At the outset of a new administration and new era, the political economy of immigration is decidedly anti-immigrant. Political and economic factors have combined to create a harsh environment for undocumented immigrants, present and future. Immigration reform may not be a top priority, but the Obama administration and new Congress would do well to begin to address the challenge of reshaping the political economy of immigration.
First steps could include a more careful articulation of the intersection of immigration, rule of law, and national security. Napolitano should explain that the real threat to the rule of law is not having an immigration policy that provides a legal pathway to integration for the 11 million immigrants already within the United States.
What's more, she would do well to disarticulate the links established by the Bush administration between immigrants and terrorists. At the same time, closer links must be made between immigration policy and economic policy, guarding against labor exploitation while considering domestic economic need.

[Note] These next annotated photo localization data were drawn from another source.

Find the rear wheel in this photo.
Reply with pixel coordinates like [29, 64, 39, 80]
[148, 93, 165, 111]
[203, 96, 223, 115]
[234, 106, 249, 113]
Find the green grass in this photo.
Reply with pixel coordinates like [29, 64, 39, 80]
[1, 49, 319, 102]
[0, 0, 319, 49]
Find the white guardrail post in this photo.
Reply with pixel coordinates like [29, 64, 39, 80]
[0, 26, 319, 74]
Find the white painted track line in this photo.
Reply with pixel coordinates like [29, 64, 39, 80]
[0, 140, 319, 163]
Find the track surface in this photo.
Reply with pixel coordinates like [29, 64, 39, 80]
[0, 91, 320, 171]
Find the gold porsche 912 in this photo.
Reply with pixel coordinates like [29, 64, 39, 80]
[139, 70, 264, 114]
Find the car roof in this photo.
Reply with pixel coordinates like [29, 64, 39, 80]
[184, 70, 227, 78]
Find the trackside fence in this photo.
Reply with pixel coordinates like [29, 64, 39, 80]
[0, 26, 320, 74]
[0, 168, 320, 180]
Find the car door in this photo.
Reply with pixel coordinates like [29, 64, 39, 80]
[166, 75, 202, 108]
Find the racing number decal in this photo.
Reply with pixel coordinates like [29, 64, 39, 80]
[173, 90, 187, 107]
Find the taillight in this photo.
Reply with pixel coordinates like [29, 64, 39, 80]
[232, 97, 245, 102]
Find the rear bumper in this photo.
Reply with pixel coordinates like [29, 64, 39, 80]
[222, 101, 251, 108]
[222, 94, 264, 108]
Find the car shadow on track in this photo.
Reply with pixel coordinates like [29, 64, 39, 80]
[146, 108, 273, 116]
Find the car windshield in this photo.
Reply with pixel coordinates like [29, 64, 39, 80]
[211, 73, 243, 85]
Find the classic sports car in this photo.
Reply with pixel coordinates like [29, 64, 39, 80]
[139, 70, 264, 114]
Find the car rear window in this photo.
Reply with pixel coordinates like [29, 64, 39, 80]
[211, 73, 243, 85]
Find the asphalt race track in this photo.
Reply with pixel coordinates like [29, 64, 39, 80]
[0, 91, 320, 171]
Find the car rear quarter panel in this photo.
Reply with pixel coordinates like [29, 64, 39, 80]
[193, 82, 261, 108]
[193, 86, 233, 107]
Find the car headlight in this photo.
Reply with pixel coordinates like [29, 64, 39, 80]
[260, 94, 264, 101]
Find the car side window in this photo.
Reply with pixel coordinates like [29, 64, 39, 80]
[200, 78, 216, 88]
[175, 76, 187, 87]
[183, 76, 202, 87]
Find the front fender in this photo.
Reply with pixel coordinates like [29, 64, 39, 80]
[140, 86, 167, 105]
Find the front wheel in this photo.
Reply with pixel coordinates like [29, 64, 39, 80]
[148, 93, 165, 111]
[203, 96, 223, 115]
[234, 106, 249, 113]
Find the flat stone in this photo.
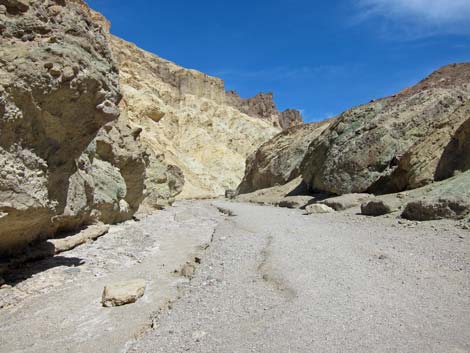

Instead of a policy based on a calm assessment of the costs and benefits of immigrant labor to the U.S. economy, current immigration policy has been hijacked by the politics of fear, resentment, scapegoating, and nativism. The "enforcement only" immigration policy has fostered a national immigrant prison complex that feeds on ever-increasing numbers of arrested immigrants. As County Commissioner Ernie Chapa said, "Any time the numbers are high, it's good for the county because it brings more income."